Рослая басом спросила:

— Агриппина Львовна, а марципанчиков со вчерашнего не осталось? Ужас, какие вкусные!

— Остались, остались… — Брюнетка подошла к столу и сняла салфетку. Под ней оказался графин с чем-то желтым, вазочка, что-то еще. — Только уговор: в пансионе от обеда не отказываться. Не подводите меня, девочки.

Три неинтересные стали угощаться, а Мою дама отвела в сторону — к подоконнику.

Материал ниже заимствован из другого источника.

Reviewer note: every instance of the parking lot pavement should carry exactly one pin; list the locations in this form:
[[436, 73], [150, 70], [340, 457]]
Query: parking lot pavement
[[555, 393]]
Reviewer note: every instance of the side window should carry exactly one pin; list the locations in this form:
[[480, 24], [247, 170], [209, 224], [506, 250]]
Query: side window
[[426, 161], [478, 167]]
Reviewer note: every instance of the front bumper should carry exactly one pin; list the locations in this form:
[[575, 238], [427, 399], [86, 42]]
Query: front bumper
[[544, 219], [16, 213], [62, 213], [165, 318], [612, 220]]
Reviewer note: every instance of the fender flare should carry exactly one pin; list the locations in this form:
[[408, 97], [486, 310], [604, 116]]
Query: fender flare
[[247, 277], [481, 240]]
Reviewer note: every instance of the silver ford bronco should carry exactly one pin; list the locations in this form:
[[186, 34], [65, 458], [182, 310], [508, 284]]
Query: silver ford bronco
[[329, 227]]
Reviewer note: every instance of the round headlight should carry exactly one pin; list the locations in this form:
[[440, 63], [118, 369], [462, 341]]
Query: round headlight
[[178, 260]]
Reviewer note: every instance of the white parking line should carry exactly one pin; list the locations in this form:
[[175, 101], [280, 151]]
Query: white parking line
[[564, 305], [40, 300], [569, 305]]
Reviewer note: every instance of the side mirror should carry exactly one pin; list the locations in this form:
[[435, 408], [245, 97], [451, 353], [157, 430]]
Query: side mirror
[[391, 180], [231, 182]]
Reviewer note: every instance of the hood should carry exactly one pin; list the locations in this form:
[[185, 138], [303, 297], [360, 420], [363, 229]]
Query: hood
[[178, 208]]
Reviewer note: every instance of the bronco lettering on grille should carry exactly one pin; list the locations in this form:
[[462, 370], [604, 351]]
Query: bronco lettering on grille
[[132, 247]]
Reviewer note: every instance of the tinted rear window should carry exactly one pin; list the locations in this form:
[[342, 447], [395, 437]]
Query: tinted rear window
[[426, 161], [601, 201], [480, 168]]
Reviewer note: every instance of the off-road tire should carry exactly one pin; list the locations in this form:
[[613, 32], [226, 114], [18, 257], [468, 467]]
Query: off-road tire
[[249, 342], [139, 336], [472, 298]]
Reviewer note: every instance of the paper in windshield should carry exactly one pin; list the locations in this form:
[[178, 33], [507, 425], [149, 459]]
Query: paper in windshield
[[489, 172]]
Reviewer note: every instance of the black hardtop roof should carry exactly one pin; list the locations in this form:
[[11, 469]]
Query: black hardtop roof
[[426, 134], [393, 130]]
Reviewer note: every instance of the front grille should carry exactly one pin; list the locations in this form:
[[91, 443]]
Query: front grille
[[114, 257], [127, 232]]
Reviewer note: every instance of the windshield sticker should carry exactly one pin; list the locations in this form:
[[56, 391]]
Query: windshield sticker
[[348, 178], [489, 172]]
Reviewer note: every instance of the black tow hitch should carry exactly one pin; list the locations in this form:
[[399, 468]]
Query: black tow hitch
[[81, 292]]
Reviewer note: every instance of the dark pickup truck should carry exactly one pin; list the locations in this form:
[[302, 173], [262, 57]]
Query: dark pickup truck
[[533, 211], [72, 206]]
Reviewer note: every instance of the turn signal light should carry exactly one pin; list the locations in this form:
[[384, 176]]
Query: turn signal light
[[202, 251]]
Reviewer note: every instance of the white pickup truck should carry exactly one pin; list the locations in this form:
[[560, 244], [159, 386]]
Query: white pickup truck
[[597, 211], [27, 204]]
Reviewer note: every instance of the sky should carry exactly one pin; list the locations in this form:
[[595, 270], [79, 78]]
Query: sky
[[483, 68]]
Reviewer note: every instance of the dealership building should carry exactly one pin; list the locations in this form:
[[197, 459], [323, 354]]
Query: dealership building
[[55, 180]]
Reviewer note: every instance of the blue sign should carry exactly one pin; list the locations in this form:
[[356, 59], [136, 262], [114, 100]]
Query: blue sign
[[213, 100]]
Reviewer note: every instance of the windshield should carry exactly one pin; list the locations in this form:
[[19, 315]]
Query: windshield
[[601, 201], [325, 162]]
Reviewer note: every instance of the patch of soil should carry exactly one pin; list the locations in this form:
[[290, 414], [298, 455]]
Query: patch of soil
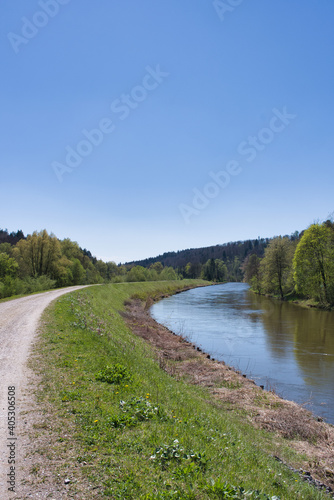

Я отодвинулся за ствол. Они разговаривали совсем тихо, но теперь расстояние между нами было совсем маленькое, две-три сажени. Я без труда слышал каждое слово.

— Диана, мне нужно сказать тебе важное, — сказала Агриппина Львовна, полуобняв Деву, слушавшую ее с ласковой улыбкой.

«Диана», ее зовут «Диана»! Вот когда я впервые услышал это имя.

— …Мое прошение об опекунстве удовлетворено. Со следующей недели, как только будут готовы бумаги, ты можешь жить у меня. Ты сирота, я сирота. Будем держаться друг друга.

Я слушал жадно, но мало что понял. Однако Она, то есть Диана, прослезилась.

— Правда?! Вы об этом никогда не пожалеете, обещаю!

— Я постараюсь, чтоб и ты об этом не пожалела.

Они обнялись, поцеловались. Я заметил, что Веснушка обернулась и наблюдает, ревниво нахмурившись.

— Р-р-р-р…

Утробное рычание заставило меня посмотреть вниз.